We have, over the past 37 years, come to develop a particular manner of communication, often based on pre-verbal grunts.  On this day, we were slightly more eloquent during an early dinner at Duke's, a restaurant named for the "father" of surfing and well-situated at the foot of the pier in Huntington Beach, California.  I was about to devour a huli huli chicken dish when he started.

The fabled huli huli

"You see that grandmother over there?", he asked, pointing his chin towards the restaurant's front door.

"Which one?"  It was a Tuesday in the early evening and nearly every patron other than ourselves would have satisfied that description.

"The short one."  Again, not really narrowing it down.

"The woman in the tropical print?"

"No, the shorter one."

"In the Polo stuff?"  It was true, the woman was head to toe in silhouetted ponies and helmeted riders.

"No, the even shorter one."

"On the left?"  If so, she was short.  Under five feet.

"Yes", he said.

"I see her."

"That's her."  There was a revelatory tone to his identification.  I was puzzled.  I was trying to remember what diminutive, older women we had been talking about at some point over the decades that had now entered his consciousness.

"Is it?  Her who?"

"You know."

"I don't."  I didn't.

"From the thing...way back.  You know.  The movies; the TV show."

"I Dream of Jeannie?"

"What? Barbara Eden is here?"  He jerked around in his chair, monetarily forgetting the grandmother in question.  Barbara Eden has a certain hold on the imaginations of men of my generation.

"I don't know.  Who are you talking about?"

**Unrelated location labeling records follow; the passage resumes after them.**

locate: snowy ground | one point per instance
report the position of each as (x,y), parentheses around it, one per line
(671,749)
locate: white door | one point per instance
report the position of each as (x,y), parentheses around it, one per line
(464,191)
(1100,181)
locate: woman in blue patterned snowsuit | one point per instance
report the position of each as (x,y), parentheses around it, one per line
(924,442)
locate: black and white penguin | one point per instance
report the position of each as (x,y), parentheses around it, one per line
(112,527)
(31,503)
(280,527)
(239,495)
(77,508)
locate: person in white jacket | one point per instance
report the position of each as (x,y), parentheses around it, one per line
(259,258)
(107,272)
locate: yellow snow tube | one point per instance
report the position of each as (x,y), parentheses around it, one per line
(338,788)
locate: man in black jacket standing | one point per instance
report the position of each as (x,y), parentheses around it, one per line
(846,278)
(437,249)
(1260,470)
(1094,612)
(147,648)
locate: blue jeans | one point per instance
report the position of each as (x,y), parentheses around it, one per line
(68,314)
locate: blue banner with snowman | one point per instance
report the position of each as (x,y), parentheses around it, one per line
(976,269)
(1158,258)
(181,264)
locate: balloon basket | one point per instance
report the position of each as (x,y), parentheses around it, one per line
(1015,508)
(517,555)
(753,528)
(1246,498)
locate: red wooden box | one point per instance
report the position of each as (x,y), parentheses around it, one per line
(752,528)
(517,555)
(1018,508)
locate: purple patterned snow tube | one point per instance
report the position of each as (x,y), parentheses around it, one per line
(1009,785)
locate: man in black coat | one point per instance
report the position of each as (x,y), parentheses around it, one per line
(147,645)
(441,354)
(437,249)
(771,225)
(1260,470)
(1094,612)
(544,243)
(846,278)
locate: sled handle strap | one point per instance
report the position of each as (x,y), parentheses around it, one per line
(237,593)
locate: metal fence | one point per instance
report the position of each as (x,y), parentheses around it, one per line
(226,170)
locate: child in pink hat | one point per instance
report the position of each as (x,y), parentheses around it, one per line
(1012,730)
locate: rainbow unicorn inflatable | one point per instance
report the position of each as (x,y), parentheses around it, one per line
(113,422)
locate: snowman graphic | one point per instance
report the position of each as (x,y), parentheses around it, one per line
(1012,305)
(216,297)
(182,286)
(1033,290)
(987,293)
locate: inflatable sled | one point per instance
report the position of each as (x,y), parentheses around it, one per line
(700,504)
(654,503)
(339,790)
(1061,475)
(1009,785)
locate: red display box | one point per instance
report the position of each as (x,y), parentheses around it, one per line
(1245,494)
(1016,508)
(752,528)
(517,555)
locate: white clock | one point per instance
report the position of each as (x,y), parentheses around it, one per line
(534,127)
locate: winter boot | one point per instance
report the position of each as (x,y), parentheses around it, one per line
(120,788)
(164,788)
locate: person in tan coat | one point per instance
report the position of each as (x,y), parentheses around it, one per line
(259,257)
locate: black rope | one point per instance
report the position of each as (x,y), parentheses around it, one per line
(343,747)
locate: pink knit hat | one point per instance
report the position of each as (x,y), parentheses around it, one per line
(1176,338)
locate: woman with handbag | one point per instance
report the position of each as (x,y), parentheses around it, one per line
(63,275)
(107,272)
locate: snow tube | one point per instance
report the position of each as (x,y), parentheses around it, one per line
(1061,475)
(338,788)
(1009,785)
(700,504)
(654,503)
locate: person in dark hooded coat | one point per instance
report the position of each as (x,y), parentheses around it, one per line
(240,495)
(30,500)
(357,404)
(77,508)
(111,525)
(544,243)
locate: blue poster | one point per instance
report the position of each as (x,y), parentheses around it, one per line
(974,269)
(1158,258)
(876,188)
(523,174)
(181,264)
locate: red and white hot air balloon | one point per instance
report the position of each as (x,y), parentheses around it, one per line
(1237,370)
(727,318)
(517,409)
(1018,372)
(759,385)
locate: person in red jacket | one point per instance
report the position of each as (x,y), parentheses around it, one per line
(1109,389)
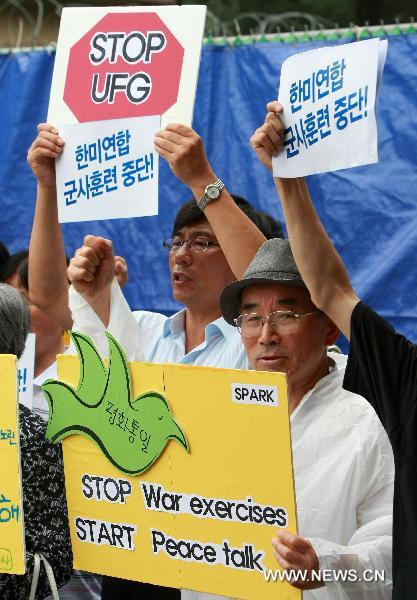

"The surfer girl.  What's her name?  Gadget."

"Gidget?"

"Yes.  That's Gidget.  The real Gidget."

"No."

"Yep."

"Is she the hostess who seated us?"

"Yep. She's the hostess of aloha."

"Wow.  Wait, the what?"

It's true.  Kathy Zuckerman, nee Kohner, is still the Tuesday night "Hostess of Aloha" at Duke's.  [No one really knows what that means, so just go with it.] Her father, a Hollywood scriptwriter, who was entertained by her stories of days spent on the beach in Malibu in her fifteenth summer, wrote them all down, with some fictional flair, in a slight volume released the same year as was Jack Kerouac's On the RoadGidget, the Little Girl with Big Ideas became so popular that it spawned an entertainment industry, helped to define a "lifestyle", and made its protagonist the stereotype of all women surfers.

Mrs. Zuckerman today

Other than the location, its view, and the huli huli chicken, that's about all that is special about Duke's, one of a chain of similarly-named restaurants near beaches in Waikiki, La Jolla, Lahaina, and, of course, Malibu.  It has little local history, and its cache is the product of market studies and focus groups.

Nice view, though
However, despite prices that make Midwesterners balk, Duke's is a pleasant place for apres surf, as it sits on a beach that enables one to watch some of the best amateur surfers in the world, even if they are simply members of the local high school's surf team.  Plus, you know, it has Gidget, and that is worth something to those of us from the mid-20th century who still, in our dotage, shred as many waves as we can whenever we can.